• D A Graham, T C Huang, B A Keyt, and B R Alevriadou.
• Department of Biomedical Engineering, Vascular Bioengineering Laboratory, The Johns Hopkins School of Medicine, Baltimore, MD 21205, USA.
• Ann Biomed Eng. 1998 Jul 1; 26 (4): 712-24.

AbstractAn in vitro whole blood reperfusion model was employed to quantify: (a) initial rates of lysis of mural platelet deposits from flowing blood onto fibrin-coated surfaces and (b) plasmin-mediated consumption of plasma plasminogen and fibrinogen, by recombinant tissue-type plasminogen activator (rt-PA) and two t-PA variants, KHRR 296-299 AAAA (K-tPA) and T103N, N117Q, KHRR 296-299 AAAA (TNK-tPA), at wall shear rates of either 500 or 1000 s(-1). K- and TNK-tPA are more fibrin-specific than rt-PA, and are also resistant to inactivation by plasminogen activator inhibitor-1 (PAI-1). At 500 s(-1), no agent showed significant lysis of mural platelet deposits on fibrin, even at concentrations as high as 10 microg/ml of blood.
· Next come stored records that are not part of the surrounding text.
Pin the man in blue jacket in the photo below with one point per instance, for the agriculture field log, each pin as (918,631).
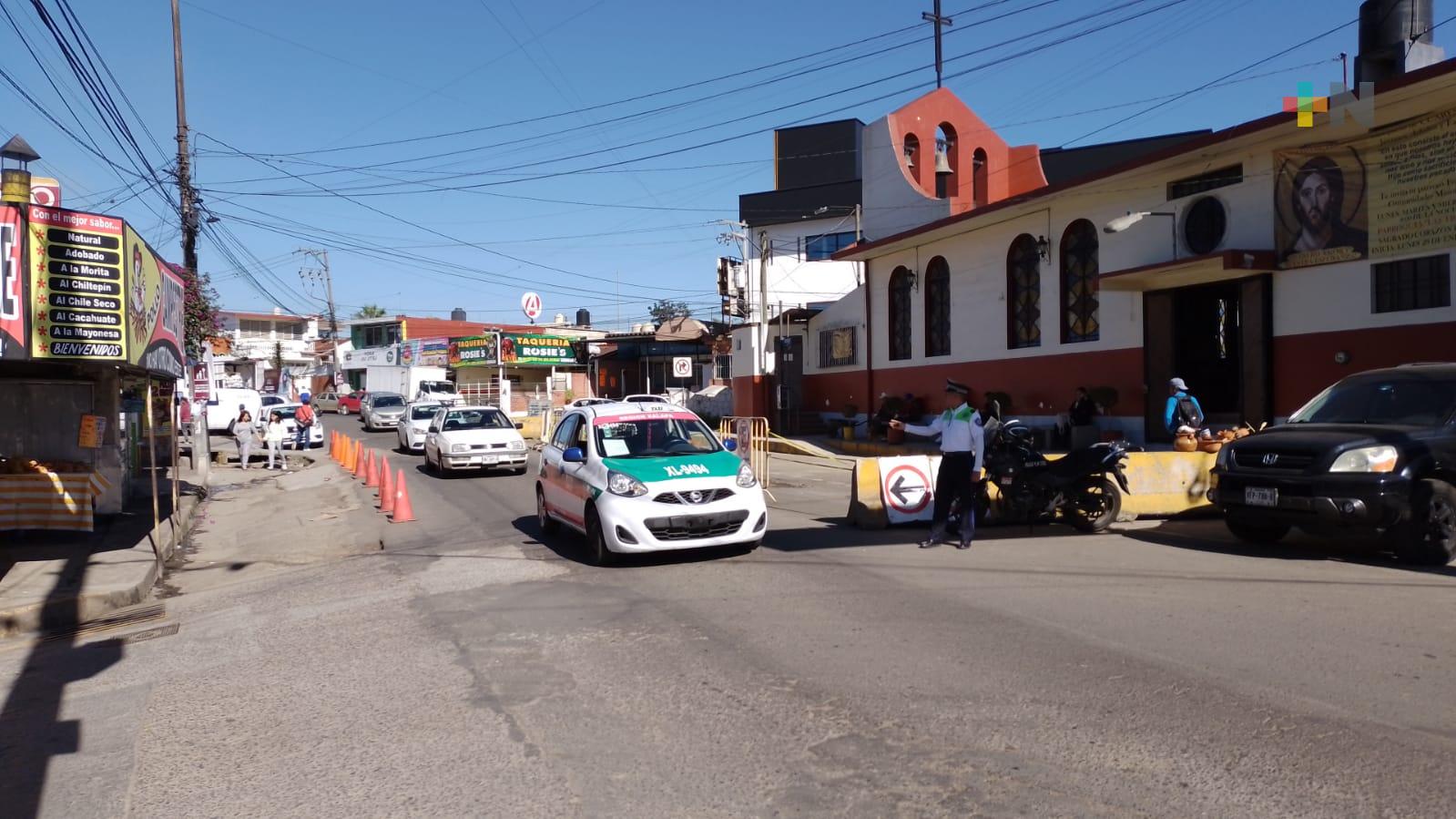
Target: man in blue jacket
(1183,408)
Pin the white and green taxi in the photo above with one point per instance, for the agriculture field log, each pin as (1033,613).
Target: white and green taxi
(647,476)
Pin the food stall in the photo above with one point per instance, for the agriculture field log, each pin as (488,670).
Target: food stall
(87,369)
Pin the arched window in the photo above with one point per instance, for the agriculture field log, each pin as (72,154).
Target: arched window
(913,160)
(1023,293)
(936,308)
(1079,271)
(900,315)
(947,178)
(979,178)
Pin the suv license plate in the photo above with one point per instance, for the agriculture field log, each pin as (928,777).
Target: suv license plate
(1258,496)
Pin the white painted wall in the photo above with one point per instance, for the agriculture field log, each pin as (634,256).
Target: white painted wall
(792,280)
(892,204)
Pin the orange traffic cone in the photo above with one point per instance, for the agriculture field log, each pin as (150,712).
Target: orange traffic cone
(372,473)
(403,512)
(386,488)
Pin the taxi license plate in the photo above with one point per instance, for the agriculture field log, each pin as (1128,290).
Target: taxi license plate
(1259,496)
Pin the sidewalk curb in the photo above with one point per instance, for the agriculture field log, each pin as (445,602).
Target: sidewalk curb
(92,605)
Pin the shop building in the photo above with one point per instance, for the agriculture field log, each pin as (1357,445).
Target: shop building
(1259,262)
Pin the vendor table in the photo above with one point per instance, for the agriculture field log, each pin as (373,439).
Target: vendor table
(50,500)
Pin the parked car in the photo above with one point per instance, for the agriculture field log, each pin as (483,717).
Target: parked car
(382,410)
(473,437)
(1375,455)
(415,423)
(287,411)
(223,405)
(639,478)
(352,403)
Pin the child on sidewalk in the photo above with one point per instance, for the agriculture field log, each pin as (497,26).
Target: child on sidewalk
(274,436)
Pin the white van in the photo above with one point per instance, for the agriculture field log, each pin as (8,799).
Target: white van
(221,408)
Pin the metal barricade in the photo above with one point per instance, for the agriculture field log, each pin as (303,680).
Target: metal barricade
(751,435)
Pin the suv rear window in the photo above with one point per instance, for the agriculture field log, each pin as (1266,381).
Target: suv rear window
(1417,403)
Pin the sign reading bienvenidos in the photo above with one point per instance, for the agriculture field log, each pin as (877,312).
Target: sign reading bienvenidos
(77,286)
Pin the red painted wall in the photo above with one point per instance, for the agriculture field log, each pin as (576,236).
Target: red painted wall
(1305,364)
(1047,379)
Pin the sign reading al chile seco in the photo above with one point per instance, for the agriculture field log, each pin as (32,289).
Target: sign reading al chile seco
(76,261)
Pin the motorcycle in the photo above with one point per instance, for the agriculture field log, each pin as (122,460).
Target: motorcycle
(1033,488)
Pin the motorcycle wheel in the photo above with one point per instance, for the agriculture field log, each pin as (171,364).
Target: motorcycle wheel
(1094,506)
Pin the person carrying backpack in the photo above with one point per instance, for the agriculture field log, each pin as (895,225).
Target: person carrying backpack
(1183,408)
(303,418)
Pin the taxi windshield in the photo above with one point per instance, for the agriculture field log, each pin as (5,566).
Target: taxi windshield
(656,437)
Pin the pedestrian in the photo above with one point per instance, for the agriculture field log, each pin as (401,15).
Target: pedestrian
(962,444)
(243,433)
(274,436)
(303,420)
(1183,408)
(1082,417)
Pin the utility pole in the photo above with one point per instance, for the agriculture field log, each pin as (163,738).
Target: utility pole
(189,221)
(322,272)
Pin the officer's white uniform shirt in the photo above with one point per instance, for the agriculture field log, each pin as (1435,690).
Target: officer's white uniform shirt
(960,430)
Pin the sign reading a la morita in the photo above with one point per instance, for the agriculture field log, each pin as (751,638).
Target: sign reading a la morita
(76,262)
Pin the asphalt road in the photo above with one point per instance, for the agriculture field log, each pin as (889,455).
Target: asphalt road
(473,670)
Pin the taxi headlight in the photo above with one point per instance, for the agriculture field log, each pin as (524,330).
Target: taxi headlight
(1366,459)
(624,484)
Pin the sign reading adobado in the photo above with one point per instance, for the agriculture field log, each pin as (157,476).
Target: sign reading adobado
(906,487)
(76,262)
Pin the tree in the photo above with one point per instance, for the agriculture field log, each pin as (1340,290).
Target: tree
(664,311)
(199,311)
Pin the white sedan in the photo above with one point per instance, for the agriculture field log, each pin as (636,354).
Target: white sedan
(415,423)
(473,437)
(287,411)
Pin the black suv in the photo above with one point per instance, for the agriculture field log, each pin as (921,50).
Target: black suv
(1375,454)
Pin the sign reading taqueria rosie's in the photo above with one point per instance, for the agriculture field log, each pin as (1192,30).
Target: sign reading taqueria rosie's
(76,286)
(1388,192)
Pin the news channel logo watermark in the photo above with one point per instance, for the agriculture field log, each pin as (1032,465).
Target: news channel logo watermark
(1339,104)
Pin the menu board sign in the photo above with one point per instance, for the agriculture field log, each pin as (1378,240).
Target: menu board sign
(77,286)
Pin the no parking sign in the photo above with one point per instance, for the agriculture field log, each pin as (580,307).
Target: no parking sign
(907,488)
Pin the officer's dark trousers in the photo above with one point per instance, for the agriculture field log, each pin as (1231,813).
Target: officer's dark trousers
(954,483)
At 1000 s(-1), each agent demonstrated a dose-dependent lysis of mural platelet deposits, due to plasmin-mediated lysis of the fibrin substrate (fibrinolysis). The local concentration of thrombolytic agents close to the fibrin-coated surface is probably higher than the concentration of released PAI-1 from the adherent and activated platelets. Hence, the initial rates of lysis achieved by K- and TNK-tPA were not significantly different from that by rt-PA, when each agent was tested at either 1 or 10 microg/ml of blood. However, TNK-tPA, at 1 microg/ml, caused the most extensive lysis at the end of the 50 min reperfusion period (50% vs 29% and 17% by rt-PA and K-tPA, respectively). K- and TNK-tPA, at concentrations as high as 10 microg/ml of blood, caused plasminogen activation that was controlled by the natural plasmin inhibitors, and, thus, no proteolytic degradation of plasma fibrinogen (fibrinogenolysis). On the contrary, rt-PA at 1 microg/ml revealed slight fibrinogenolysis that became extensive at 10 microg/ml. This study demonstrates the potential use of an in vitro model, that mimics the in vivo hemodynamic environment, in evaluating the performance of thrombolytic agents. The data suggest that: (a) adequate flow must accompany fibrinolysis for successful embolization, and (b) the TNK variant may lyse annular thrombi after recanalization, at least as efficiently as rt-PA does, while causing lesser defect of systemic hemostasis.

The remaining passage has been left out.